Both Vappie and Farrell have pleaded not guilty to the charges previously filed against them.
While the Donald Trump-led US justice department obtained the indictment against Cantrell about seven months into the Republican's second presidency, the federal investigation into the mayor began while Joe Biden – her fellow Democrat – was in his second full year in the Oval Office.
Cantrell's lawyer, Eddie Castaing, confirmed to the Associated Press on Friday that an indictment was returned against his client. He also said her name was read aloud by a federal magistrate judge as a defendant.

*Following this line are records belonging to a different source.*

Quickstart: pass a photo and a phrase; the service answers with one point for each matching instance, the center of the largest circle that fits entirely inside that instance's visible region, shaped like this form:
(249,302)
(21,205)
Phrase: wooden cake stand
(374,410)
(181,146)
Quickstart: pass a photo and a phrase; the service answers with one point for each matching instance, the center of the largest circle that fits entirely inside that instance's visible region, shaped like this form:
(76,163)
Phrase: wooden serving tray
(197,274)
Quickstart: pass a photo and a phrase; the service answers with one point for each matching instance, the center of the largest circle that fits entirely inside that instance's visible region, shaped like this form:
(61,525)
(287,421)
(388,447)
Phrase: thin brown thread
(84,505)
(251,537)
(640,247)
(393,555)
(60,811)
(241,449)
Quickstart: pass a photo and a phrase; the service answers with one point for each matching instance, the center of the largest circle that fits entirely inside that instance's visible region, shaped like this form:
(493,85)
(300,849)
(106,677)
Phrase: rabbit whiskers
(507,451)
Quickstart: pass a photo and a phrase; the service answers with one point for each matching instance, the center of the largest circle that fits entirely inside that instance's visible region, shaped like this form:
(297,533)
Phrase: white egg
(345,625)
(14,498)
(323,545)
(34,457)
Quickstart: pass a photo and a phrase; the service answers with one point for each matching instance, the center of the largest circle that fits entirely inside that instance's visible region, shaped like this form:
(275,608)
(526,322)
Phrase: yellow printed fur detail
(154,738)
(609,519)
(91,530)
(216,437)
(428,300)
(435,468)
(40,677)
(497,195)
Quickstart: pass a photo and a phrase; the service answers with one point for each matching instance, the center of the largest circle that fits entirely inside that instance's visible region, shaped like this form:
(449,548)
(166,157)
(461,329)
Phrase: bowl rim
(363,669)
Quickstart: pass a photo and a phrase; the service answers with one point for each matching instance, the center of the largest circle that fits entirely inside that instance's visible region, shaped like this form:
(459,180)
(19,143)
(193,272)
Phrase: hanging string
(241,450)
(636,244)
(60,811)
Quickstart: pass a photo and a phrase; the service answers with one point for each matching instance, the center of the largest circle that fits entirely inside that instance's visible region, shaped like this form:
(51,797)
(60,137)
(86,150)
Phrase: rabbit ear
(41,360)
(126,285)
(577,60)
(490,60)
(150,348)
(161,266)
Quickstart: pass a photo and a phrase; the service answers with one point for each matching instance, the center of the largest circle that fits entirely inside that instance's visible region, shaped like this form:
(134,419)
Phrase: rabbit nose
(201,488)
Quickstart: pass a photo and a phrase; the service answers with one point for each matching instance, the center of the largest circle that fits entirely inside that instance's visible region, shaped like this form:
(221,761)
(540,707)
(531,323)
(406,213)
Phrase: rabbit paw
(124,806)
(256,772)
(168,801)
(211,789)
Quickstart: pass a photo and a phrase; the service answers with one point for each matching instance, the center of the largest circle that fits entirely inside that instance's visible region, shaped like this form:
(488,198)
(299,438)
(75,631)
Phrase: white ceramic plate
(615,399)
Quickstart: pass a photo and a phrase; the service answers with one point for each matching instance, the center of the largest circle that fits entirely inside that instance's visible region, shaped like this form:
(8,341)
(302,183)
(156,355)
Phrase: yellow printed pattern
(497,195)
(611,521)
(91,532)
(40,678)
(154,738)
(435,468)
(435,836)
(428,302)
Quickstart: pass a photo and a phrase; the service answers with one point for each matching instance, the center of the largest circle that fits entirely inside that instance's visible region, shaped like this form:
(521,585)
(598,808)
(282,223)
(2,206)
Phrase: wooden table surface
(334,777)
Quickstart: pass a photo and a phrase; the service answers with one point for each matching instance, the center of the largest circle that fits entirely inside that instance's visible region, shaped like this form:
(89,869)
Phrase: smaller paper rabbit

Cantrell, a native of Compton, California, had been a New Orleans city council member before winning election as its mayor in November 2017. She thus became New Orleans's first female mayor and was re-elected four years later.
Her second term – which saw the unexpected death of her husband in August 2023 – is due to end in January 2026. Cantrell was term-limited from seeking another stint as mayor, and several candidates have signed up to run to replace her in a primary election set for October.
Cantrell on Friday became the first New Orleans mayor charged with federal crimes while still in office. The federal investigation into her began with 2022 subpoenas issued with respect to an image consultant that she employed.
Only one other person who has served as New Orleans mayor has been indicted by the US government on federal corruption charges during the city's 307-year history: Ray Nagin.
Nagin was New Orleans's mayor when the failure of federal levees there during Hurricane Katrina on 29 August 2005 destroyed the city and caused about 1,400 deaths. He was convicted in 2014 on charges of bribery, honest services wire fraud, money laundering, filing false tax returns and conspiracy, and was sentenced to 10 years in prison.